Transition – so then what is the answer? Never have a disagreement, an opinion, never get into an argument? Are you just never supposed to feel anything and never be angry? And what if you have spoken wrongly or hurt someone. The answer is reconciliation – make it right. We are called to do more than just not murder and not slander and not hate. Jesus calls us to actively seek to reconcile.
Seek to reconcile and make good on areas where you have failed
Jesus tells us that the flip side of anger is reconciliation. It is important and it is not easy. Jesus gives us two examples, one Jewish and one Gentile or you could look at them as one personal and one professional.
In the first one he pictures someone in the midst of worship and he says even then, if you think someone has something against you, go and seek to make it right.
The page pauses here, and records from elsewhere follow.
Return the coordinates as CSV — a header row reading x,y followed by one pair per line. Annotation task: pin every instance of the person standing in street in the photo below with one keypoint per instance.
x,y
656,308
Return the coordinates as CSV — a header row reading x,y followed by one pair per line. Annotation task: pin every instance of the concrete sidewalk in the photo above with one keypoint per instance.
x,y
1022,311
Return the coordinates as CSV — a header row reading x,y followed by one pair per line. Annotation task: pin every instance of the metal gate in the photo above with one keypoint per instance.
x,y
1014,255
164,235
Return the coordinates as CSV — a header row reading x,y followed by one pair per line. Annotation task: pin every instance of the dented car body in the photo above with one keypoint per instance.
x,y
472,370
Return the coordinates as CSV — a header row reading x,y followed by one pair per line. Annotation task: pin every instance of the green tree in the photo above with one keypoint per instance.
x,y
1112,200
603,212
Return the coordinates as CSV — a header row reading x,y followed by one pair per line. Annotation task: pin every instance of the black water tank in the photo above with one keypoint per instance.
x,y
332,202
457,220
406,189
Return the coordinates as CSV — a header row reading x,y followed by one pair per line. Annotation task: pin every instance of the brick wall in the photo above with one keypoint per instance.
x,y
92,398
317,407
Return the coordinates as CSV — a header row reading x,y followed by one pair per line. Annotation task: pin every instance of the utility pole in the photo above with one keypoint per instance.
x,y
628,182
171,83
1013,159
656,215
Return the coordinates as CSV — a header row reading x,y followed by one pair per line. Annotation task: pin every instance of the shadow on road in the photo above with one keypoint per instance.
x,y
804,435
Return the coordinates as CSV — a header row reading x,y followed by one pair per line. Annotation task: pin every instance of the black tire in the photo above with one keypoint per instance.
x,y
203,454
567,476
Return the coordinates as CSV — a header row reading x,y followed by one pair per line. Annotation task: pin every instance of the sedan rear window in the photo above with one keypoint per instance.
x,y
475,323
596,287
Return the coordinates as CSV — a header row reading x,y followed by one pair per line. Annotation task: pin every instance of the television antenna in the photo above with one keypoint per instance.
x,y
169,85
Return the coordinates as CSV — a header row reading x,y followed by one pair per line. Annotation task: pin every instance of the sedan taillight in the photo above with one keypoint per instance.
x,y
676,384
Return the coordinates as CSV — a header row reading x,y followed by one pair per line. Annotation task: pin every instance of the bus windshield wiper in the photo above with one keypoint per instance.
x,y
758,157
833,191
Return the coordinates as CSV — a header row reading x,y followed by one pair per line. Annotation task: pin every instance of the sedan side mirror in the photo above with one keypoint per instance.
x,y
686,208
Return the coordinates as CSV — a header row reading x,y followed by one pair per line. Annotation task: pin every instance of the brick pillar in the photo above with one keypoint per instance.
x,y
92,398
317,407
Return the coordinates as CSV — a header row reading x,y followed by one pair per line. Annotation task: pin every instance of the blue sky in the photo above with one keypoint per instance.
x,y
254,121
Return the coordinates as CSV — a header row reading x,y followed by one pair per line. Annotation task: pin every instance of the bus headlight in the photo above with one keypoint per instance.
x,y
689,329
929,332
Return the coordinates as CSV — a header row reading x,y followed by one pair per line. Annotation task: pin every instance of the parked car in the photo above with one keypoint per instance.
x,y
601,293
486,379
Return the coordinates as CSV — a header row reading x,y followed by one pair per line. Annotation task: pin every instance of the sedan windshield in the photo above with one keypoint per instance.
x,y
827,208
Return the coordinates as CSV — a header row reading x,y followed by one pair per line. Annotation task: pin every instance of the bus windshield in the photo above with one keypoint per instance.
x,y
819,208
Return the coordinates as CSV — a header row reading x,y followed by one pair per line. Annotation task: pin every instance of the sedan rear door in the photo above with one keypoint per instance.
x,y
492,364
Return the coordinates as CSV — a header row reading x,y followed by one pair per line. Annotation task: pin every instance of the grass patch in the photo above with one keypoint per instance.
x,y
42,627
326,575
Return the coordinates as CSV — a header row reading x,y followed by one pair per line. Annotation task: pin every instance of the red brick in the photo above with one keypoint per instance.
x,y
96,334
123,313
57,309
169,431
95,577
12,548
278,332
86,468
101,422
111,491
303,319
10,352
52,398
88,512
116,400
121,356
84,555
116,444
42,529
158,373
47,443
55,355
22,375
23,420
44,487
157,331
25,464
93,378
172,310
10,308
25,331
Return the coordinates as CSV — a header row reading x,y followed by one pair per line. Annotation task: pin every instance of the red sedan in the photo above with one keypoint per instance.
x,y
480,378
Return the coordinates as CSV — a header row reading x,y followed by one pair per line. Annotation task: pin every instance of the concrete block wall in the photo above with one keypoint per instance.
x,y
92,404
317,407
In this example he pictures you are the one who has offended someone else. You are worshipping and are convicted that you may have dome something that hurt someone else. Jesus says stop what you are doing and try to make it right. It is interpersonal. It is important. In fact it is as important as worship.
We must be careful not to make religious activities make up for broken relationships and hurting others.
The second example is more likely a Gentile example, or I see it as professional example. The scene is someone being taken you to court for apparently unpaid fees. Jesus says – settle on the way or you may end up in debtors prison. What can this mean? Well, he has been talking about reconciling, and about how reconciling with a brother is as important as worship. Now he is picturing one of his disciples in a legal battle where the disciple is at fault. He seems to be saying, if your anger, and your hard heartedness, and your unwillingness to seek reconciliation ends up landing you in court, don’t expect God to get you off the hook. God loves justice and those who do wrong will face justice, even if they are his children.
It is all the more reason to seek reconciliation.
But why, really, is Jesus so concerned that we love those who anger us and seek reconciliation with those with whom we have conflicts? Well, think for a moment: how were we made right with God? How were we forgiven and given new life? We were forgiven because Jesus came to us and assumed all the penalty and reconciled us to the father. He loved us, even as he hated our sin and literally suffered because of our sin. If you have really experienced the grace of God, it is easier – not easy, but easier – to love those who anger you, to speak respectfully about those who you disagree with, and to reconcile with those who you have offended or who hurt you.
Conclusion
Of course we cannot guarantee any reconciliation but as we close I want you to search your own heart. Who might God bring to your mind and heart when you consider making something right with someone? God wants you to live in freedom, and it is a wonderful thing to know that you are not in conflict with anyone.